Donald Park (born 19 July 1953) is a Scottish football player and coach.

==Playing career==
A product of the Scottish Highland Football League, Park was educated at Lochaber High School in the Highlands of North West Scotland. Donald Park joined Highland League club Caledonian as a 16-year-old in 1969. He was good friends with George Campbell, who became a professional footballer for Aberdeen FC. As a youth Park also played shinty. Park was capped several times at amateur international level by Scotland whilst with both Inverness Caledonian FC and Hearts FC.

Park turned professional when he signed for Heart of Midlothian in 1972. He spent six seasons at Tynecastle, initially as a winger then latterly as a central midfielder. In September 1978 he was transferred to Partick Thistle, in a swap deal involving Denis McQuade, and he played an important role for the Maryhill Magyars as they perennially fought relegation from the Premier Division. When the Glasgow side suffered demotion, Park returned to Hearts in May 1983. He ended his career with short spells at Brechin City and Meadowbank Thistle.

==Coaching career==
While he was a player at Meadowbank, Park moved into coaching and he was eventually appointed manager of the club in 1992. He left after a year, and then spent a short time as joint-manager of Arbroath with George Mackie in 1994, before joining Hibs as a coach in July of that year. He served as a youth coach under managers Alex Miller and Alex McLeish, and became the interim manager when McLeish left for Rangers in 2001. When Franck Sauzée was appointed as McLeish's successor, Park was promoted to the position of the assistant manager. Sauzee was sacked by Hibs after only 69 days as manager, and Park left the club at the end of the 2001–02 season. Park was credited with the development of young players including Derek Riordan, Kenny Miller, Ian Murray, Tam McManus and Garry O'Connor.

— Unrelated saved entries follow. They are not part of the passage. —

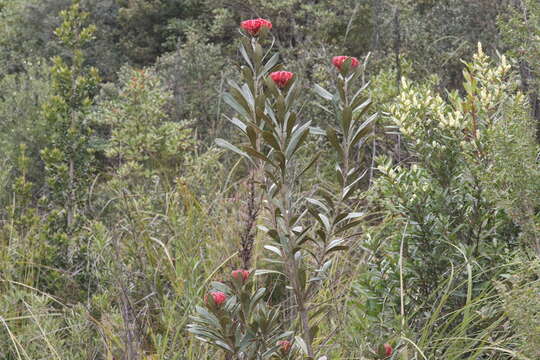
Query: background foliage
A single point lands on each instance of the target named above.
(118, 213)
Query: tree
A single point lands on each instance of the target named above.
(69, 156)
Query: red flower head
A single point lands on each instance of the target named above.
(284, 345)
(253, 26)
(281, 78)
(388, 350)
(218, 297)
(339, 60)
(240, 274)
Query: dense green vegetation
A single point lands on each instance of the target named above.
(177, 183)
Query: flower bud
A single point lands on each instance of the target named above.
(338, 61)
(281, 78)
(254, 26)
(284, 346)
(388, 350)
(218, 297)
(240, 274)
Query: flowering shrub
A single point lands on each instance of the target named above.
(348, 61)
(254, 26)
(304, 232)
(217, 297)
(281, 78)
(240, 275)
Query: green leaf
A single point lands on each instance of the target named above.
(325, 94)
(227, 145)
(270, 64)
(296, 140)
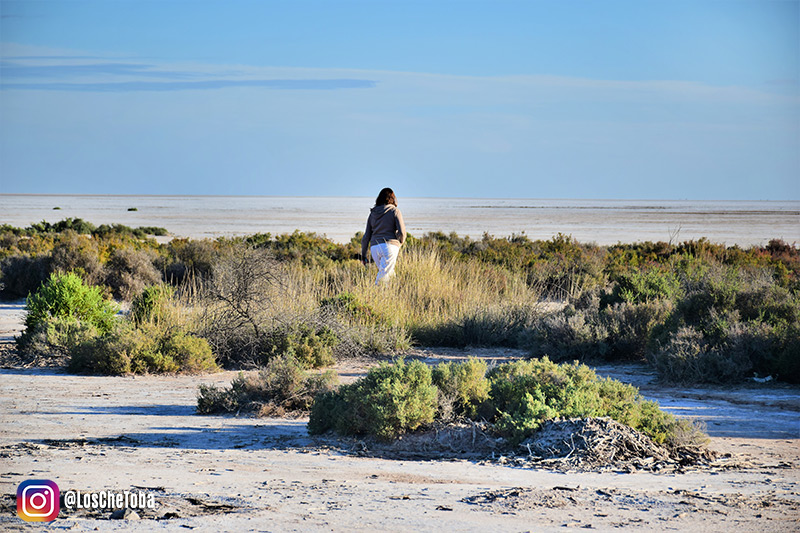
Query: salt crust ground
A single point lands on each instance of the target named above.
(242, 474)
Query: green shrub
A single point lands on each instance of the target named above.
(152, 305)
(312, 346)
(67, 296)
(22, 274)
(281, 386)
(389, 401)
(129, 271)
(631, 327)
(463, 387)
(526, 393)
(55, 338)
(688, 357)
(639, 285)
(785, 360)
(350, 306)
(568, 335)
(139, 350)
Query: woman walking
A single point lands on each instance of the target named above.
(384, 235)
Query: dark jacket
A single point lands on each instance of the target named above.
(385, 224)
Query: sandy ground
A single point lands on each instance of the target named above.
(214, 473)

The departure of Ebbe Skovdahl from Aberdeen in November 2002 led in turn to the recruitment of the successful Inverness manager Steve Paterson and his assistant Duncan Shearer, leaving the Inverness post vacant. Following an extensive interview process, Livingston coach John Robertson was appointed and Park was appointed his assistant. The pair led Inverness to the Scottish First Division title in 2004 and promotion to the Scottish Premier League. Following Craig Levein's move to Leicester City, Robertson and Park were appointed to be the Hearts management team.

Robertson and Park's career at Hearts was brief and, despite reaching two cup semi-finals and achieving a fifth-place finish in the league, they were sacked and replaced by George Burley in 2005. Following the departure of Craig Brewster to Dundee Utd, Inverness appointed Charlie Christie to be interim manager. A number of high-profile names were linked with the vacancy including Park himself. Christie was appointed on 27 January 2006 with Park as his assistant. At the split in the 2005–06 season, Inverness narrowly missed out on a spot in the top half of the SPL.

He resigned as Caley Thistle assistant manager in August 2007 to move back to the Central Belt. He initially took a job with Raith Rovers before being appointed as Mixu Paatelainen's assistant at Hibernian in January 2008. Park served in this role for 18 months before being appointed as Head of Coach Education by the SFA. He was appointed coach of the Scotland under-19 team in August 2017, a position he held until May 2018.